Это истории нашей строки…(часть 3)

В архиве Выселковского района сохранились ведомости о начислении заработной платы сотрудникам детского дома с февраля 1943 года, из которых известно, что директорами детского дома были: Тарасов И.А., Жучкова Н.Г., Сонин С.А., Грищенко Ф.Ф. и другие.

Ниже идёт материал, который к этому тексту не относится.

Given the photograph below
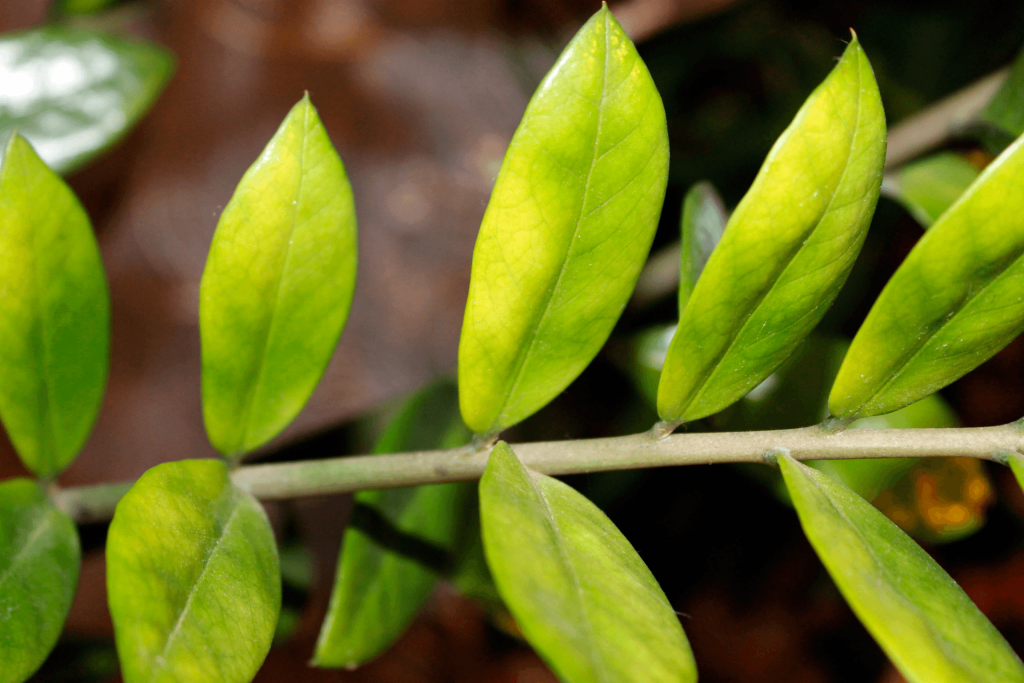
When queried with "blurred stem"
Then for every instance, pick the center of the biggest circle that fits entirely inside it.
(340, 475)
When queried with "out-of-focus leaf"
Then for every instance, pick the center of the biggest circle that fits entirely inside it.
(278, 286)
(54, 313)
(73, 93)
(929, 186)
(39, 563)
(951, 305)
(567, 229)
(398, 542)
(920, 616)
(786, 250)
(193, 578)
(701, 226)
(583, 597)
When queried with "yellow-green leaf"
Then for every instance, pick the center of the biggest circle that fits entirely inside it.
(54, 313)
(278, 286)
(786, 249)
(567, 229)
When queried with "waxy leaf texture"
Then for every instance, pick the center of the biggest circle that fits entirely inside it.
(786, 249)
(567, 229)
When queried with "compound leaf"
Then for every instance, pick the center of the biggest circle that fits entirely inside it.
(39, 564)
(567, 229)
(193, 578)
(278, 286)
(786, 249)
(920, 616)
(398, 541)
(73, 92)
(952, 304)
(579, 591)
(54, 313)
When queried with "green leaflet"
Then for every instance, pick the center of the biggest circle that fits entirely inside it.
(398, 542)
(73, 92)
(193, 578)
(583, 597)
(786, 250)
(567, 229)
(54, 314)
(929, 186)
(920, 616)
(39, 563)
(701, 226)
(950, 306)
(278, 286)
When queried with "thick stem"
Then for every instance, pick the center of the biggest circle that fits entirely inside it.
(339, 475)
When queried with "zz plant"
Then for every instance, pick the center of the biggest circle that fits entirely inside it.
(193, 566)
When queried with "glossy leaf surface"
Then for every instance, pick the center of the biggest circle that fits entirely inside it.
(54, 313)
(952, 304)
(583, 597)
(567, 229)
(701, 226)
(39, 564)
(398, 542)
(278, 286)
(786, 250)
(920, 616)
(929, 186)
(73, 92)
(193, 578)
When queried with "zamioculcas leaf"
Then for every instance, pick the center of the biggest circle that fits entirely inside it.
(950, 306)
(54, 313)
(920, 616)
(929, 186)
(278, 286)
(786, 250)
(39, 562)
(701, 226)
(567, 229)
(580, 593)
(398, 541)
(193, 578)
(73, 93)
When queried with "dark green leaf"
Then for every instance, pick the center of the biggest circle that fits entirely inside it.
(398, 541)
(39, 563)
(786, 250)
(583, 597)
(54, 313)
(929, 186)
(567, 229)
(73, 93)
(278, 286)
(950, 306)
(920, 616)
(701, 226)
(193, 578)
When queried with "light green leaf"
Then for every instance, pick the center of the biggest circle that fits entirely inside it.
(583, 597)
(952, 304)
(398, 542)
(929, 186)
(39, 563)
(193, 578)
(701, 226)
(786, 250)
(73, 92)
(920, 616)
(278, 286)
(567, 229)
(54, 314)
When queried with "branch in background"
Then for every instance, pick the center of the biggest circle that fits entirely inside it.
(340, 475)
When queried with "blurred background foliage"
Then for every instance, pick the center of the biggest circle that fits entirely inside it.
(421, 96)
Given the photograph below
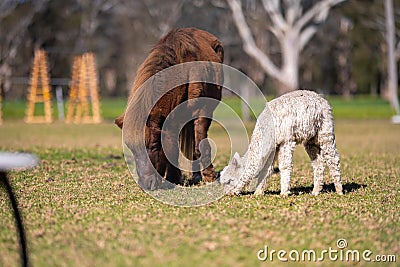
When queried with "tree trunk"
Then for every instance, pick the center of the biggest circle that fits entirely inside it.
(289, 80)
(392, 66)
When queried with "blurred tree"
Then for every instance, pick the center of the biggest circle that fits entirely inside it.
(391, 54)
(14, 28)
(291, 27)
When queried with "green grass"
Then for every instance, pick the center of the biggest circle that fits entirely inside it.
(82, 208)
(361, 107)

   Сохранились в районном архиве решения исполнительного Комитета Выселковского районного Совета Депутатов Трудящихся:

1.От 6 июня 1943 года. Слушали: Заявление Березанского детского дома о передаче в его пользование 3 га озимого посева, находящегося на острове реки Бейсуг. Решили: Ввиду того, что посев озимой пшеницы произведен единоличным сектором во время оккупации района немцами, расположен на острове в ст. Березанской, ни кем не обрабатывается – передать посев в количестве 3 га Березанскому детскому дому. 2.От 14 октября 1943 года. Слушали: Заявление разных организаций о выделении в их пользование земель из участка, находящегося около кирпичного завода ст.  Березанской. Решили:…Березанскому детскому дому передать 8 га земли — северную часть участка. 4 га земли, находящейся на острове, оставить в пользовании детского дома. Из воспоминаний  воспитанника Березанского детского дома 1951-1957гг. Черникова В.В.: «На острове сажали огород. А мы любили брать из гнезд диких уток яйца и запекать их на костре в глине». Жители ст. Березанской до сих пор называют остров – «детдомовским», а воспитанники нашего учреждения любят прогулки   на остров. В ноябре 2020 года мы обратились к читателям газеты «Всеволожские вести» к бывшим воспитанникам Токсовского детского дома (эвакуированных в наше учреждение) с просьбой — поделиться воспоминаниями тех лет. В музейной комнате учреждения хранится фотография военных лет.  На фотографии коллектив Березанского детского дома летом 1945 г, перед отправкой в Ленинград. Вот такой материал о Березанском детском доме мы собрали в 2020г. Уважая и сохраняя память прошлого – мы строим будущее!